The Pearson’s correlations of samples to each of the five tumor subtype centroids was computed along the genes in the intrinsic list, and used to assign the sample to one of the five tumor subtypes. For each sample, the difference between the highest and second highest correlations to centroids was also computed. Highest correlations to these centroids were also computed for virtual tumor sample arrays obtained by random permutations of the data for each gene. The 95th percentile of all the second best correlations of samples to centroids, and the 95th percentile of the highest correlations to centroids of the virtual samples obtained by random permutations are seen in Fig. 1.

Figure 1.

Figure 1

Correlation to five centroids and clustering with intrinsic genes. Top, dendrogram of hierarchical clustering analysis of the 69 primary tumors and three normal tissues by using 275 intrinsic clone set. Sixty-five of 72 samples were categorized into one of the five subtypes of breast carcinomas identified previously based on their Pearson’s r. The branches are colored as basal-like subtype in red, ERBB2+ subtype in pink, normal-like subtype in green, luminal A subtype in dark blue, and luminal B subtype in light blue. Seven samples colored in gray showed correlation below threshold. The purple colored sample IDs are correspond to low confidence tumors of which difference between 1st and 2nd high correlation (r) with centroids is <0.1. Bottom, Pearson’s correlation coefficients between each of the 72 samples and the centroid with highest correlation to each sample of the five sets of centroids derived from 122 breast samples published previously (10). The line for 95 percentile of second highest correlation coefficient to centroids of all samples (gray dots) and threshold line estimated by random permutations (black dots) are shown. *This figure was published as a Supplementary figure in Han W, et al: DNA copy number alterations and expression of relevant genes in triple-negative breast cancer. Genes Chromosomes Cancer 47: 490–499, 2008. The figure is used here with permission of Wiley-Liss, Inc., a subsidiary of John Wiley & Sons, Inc.

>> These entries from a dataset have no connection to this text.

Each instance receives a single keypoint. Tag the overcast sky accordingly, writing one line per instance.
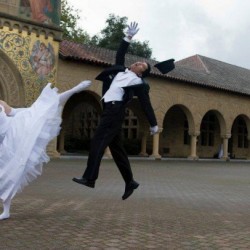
(177, 29)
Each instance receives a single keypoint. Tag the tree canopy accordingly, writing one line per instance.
(109, 37)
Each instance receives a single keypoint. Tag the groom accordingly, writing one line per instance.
(120, 84)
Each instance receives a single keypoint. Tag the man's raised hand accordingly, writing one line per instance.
(132, 29)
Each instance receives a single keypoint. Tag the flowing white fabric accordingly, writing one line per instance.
(23, 147)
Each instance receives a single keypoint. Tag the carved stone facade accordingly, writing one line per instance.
(196, 122)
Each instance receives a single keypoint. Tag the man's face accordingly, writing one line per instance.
(138, 67)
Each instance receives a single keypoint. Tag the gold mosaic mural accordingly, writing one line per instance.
(35, 59)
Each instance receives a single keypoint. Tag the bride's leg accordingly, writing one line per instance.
(63, 97)
(6, 209)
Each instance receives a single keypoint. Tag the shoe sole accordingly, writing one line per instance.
(85, 184)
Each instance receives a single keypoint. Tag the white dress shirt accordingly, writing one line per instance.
(122, 79)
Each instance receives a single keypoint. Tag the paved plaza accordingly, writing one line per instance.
(179, 204)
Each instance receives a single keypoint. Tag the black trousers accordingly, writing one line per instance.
(107, 134)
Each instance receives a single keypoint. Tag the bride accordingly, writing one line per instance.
(24, 136)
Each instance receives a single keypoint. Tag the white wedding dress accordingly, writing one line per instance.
(23, 141)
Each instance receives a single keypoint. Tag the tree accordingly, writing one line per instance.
(111, 36)
(68, 23)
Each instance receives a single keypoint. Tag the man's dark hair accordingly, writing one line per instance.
(147, 71)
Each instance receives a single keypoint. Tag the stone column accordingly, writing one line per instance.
(61, 142)
(193, 147)
(225, 146)
(156, 141)
(107, 153)
(144, 144)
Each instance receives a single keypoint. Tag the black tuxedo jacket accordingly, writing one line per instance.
(140, 90)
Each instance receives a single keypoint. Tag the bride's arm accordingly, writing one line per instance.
(7, 108)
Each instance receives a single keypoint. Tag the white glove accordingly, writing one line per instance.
(154, 130)
(132, 29)
(84, 84)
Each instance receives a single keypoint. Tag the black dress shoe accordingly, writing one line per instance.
(84, 181)
(129, 189)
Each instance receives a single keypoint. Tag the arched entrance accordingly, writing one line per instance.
(175, 137)
(80, 118)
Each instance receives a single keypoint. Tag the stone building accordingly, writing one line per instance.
(202, 106)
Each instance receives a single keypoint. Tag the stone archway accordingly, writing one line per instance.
(11, 83)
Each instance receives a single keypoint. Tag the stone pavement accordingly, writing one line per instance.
(178, 205)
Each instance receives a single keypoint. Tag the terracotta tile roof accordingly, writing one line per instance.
(197, 69)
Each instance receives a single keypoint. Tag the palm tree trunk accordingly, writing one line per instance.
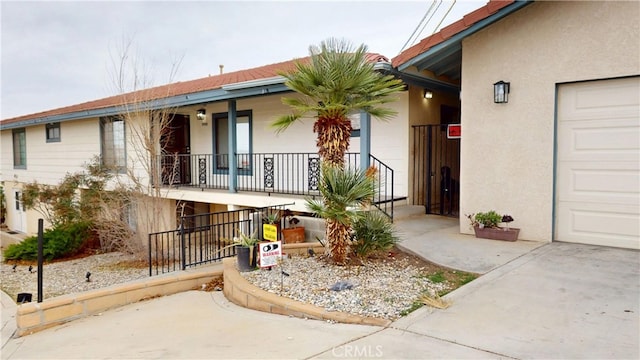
(334, 134)
(338, 235)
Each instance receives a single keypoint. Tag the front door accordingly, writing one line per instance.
(19, 220)
(175, 143)
(436, 168)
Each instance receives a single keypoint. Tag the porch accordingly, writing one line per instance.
(296, 174)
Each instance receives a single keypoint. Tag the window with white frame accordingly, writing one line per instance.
(112, 134)
(243, 140)
(53, 132)
(19, 149)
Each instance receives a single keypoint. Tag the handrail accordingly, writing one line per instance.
(271, 173)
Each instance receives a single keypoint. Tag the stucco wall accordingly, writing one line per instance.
(508, 149)
(388, 138)
(49, 162)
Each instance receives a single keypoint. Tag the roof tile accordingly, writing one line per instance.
(469, 19)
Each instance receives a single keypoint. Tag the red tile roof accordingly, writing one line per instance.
(179, 88)
(447, 32)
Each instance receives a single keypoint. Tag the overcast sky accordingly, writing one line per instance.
(57, 53)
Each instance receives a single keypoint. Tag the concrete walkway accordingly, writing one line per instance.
(535, 301)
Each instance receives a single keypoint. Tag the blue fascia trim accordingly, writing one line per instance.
(456, 40)
(175, 101)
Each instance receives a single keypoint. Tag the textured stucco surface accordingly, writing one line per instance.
(507, 150)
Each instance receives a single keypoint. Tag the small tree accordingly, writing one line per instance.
(3, 206)
(337, 80)
(345, 193)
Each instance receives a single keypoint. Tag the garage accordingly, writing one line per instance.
(597, 163)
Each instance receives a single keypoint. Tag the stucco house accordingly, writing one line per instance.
(211, 118)
(560, 154)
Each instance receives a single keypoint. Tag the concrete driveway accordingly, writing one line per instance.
(560, 301)
(557, 301)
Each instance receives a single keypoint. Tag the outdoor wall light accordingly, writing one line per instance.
(501, 92)
(202, 116)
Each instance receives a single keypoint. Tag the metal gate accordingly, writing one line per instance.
(436, 170)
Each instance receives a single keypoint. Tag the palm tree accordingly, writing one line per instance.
(344, 194)
(336, 81)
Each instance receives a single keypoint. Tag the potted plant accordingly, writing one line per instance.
(246, 250)
(485, 226)
(294, 233)
(3, 208)
(271, 225)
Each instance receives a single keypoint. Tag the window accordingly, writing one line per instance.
(113, 142)
(130, 216)
(355, 124)
(221, 140)
(53, 132)
(19, 149)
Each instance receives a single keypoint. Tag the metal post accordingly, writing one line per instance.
(428, 170)
(232, 120)
(183, 245)
(40, 257)
(365, 140)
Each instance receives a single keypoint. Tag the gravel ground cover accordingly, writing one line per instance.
(385, 287)
(69, 276)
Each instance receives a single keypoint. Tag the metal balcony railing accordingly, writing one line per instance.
(272, 173)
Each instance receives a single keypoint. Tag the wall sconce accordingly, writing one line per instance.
(501, 92)
(202, 116)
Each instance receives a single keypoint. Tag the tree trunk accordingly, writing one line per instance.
(333, 139)
(338, 236)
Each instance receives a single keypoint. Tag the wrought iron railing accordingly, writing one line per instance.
(203, 238)
(272, 173)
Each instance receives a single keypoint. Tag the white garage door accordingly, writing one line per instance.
(598, 163)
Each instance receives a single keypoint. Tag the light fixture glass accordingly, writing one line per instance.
(202, 115)
(501, 92)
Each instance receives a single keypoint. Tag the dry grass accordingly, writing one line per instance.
(434, 301)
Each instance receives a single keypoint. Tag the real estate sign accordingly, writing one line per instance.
(270, 252)
(270, 232)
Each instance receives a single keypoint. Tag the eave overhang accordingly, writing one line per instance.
(240, 90)
(445, 58)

Filtering and unsupervised clustering

In parallel, we computed the unsupervised hierarchical clustering of the cohort using a multi-step filter for identifying clones which distinguish tumors from one another. For each clone, the mean expression level was computed; clones passed a stringent and less-stringent filter, respectively, if their expression deviated from the mean by at least log24 and log23 respectively, in at least 3 arrays. Clones (2659) passed the stringent filter, and 6510 clones were identified by the less stringent filter. To identify clones that were able to distinguish well among distinct tumors, as well as occurring in highly correlated clusters, the correlation coefficients of each of the 6510 clones to each of the 2659 clones were computed, as well as the top and bottom 0.1 percentiles of these correlation coefficients for each clone. Only clones for which the top or bottom 0.1 percentiles of these correlation coefficients were >0.7 were retained for hierarchichal clustering tumors. There were 864 clones representing 677 distinct UniGene cluster IDs passed the filter. For clustering, fractional weights were assigned to clones associated to same unique UniGene cluster ID.

Survival analysis

Survival estimates were computed using the Kaplan-Meier method and differences between survival times were assessed using the log-rank test. SPSS version 17.0 (Chicago, IL, USA) was used for statistical analysis.

Results

Patient characteristics

Compared with the consecutive patients in SNUH during the same period, the study subjects had higher T and N stage, higher grade, more HER-2 expression (IHC), more hormone receptor negativity, and higher proliferation index (Ki-67) and were younger (Table I). Because of technical details related to tumor harvesting, the tumors tended to be larger and of a more advanced stage.

Table I.

Characteristics of 69 breast cancer subjects compared with total breast cancer cases in Seoul National University Hospital during the same period.

No. of subjects (%) No. (%) in SNUH (n=2428)a
Age distribution
 <30 3 (4.3) 67 (2.8)
 30–39 22 (31.9) 473 (19.5)
 40–49 24 (34.8) 990 (40.8)
 50–59 12 (17.4) 630 (25.9)
 ≥60 8 (11.6) 268 (11.0)
Median age at diagnosis, years (range) 43 (25–86) 46 (20–89)
Histological subtype
 Ductal 65 (94.2) 2169 (89.3)
 Medullary 4 (5.8) 31 (1.3)
Histological grade
 1 or 2 30 (43.5) 1126 (46.4)
 3 33 (47.8) 749 (30.8)
Nuclear grade
 1 or 2 28 (40.6) 1289 (53.1)
 3 39 (56.5) 768 (31.6)
T stage
 T1 16 (23.2) 1163 (47.9)
 T2 46 (66.7) 1119 (46.1)
 T3 7 (10.1) 118 (4.9)
 T4 0 (0) 28 (1.2)
Lymph node status
 N0 24 (34.8) 1463 (60.3)
 N1 20 (29.0) 571 (23.5)
 N2 12 (17.4) 230 (9.5)
 N3 13 (18.8) 164 (6.8)
2 (2.9) 86 (3.5)
ER and PR status
 ER(+) or PR(+) 32 (47.1) 1404 (61.2)
 ER(−) and PR(−) 36 (52.9) 890 (38.8)
HER-2 (IHC)
 Negative (0 or 1+) 32 (47.1) 1051 (51.7)
 Positive (2+ or 3+) 36 (52.9) 983 (48.3)
P53
 <10% 38 (56.8)
 ≥10 29 (43.2)
Ki-67
 <10% 26 (46.4)
 ≥10, <50% 25 (44.6)
 ≥50% 5 (8.9)
a

Number of consecutive patients operated on primary invasive breast cancer from January 1996 to June 2003.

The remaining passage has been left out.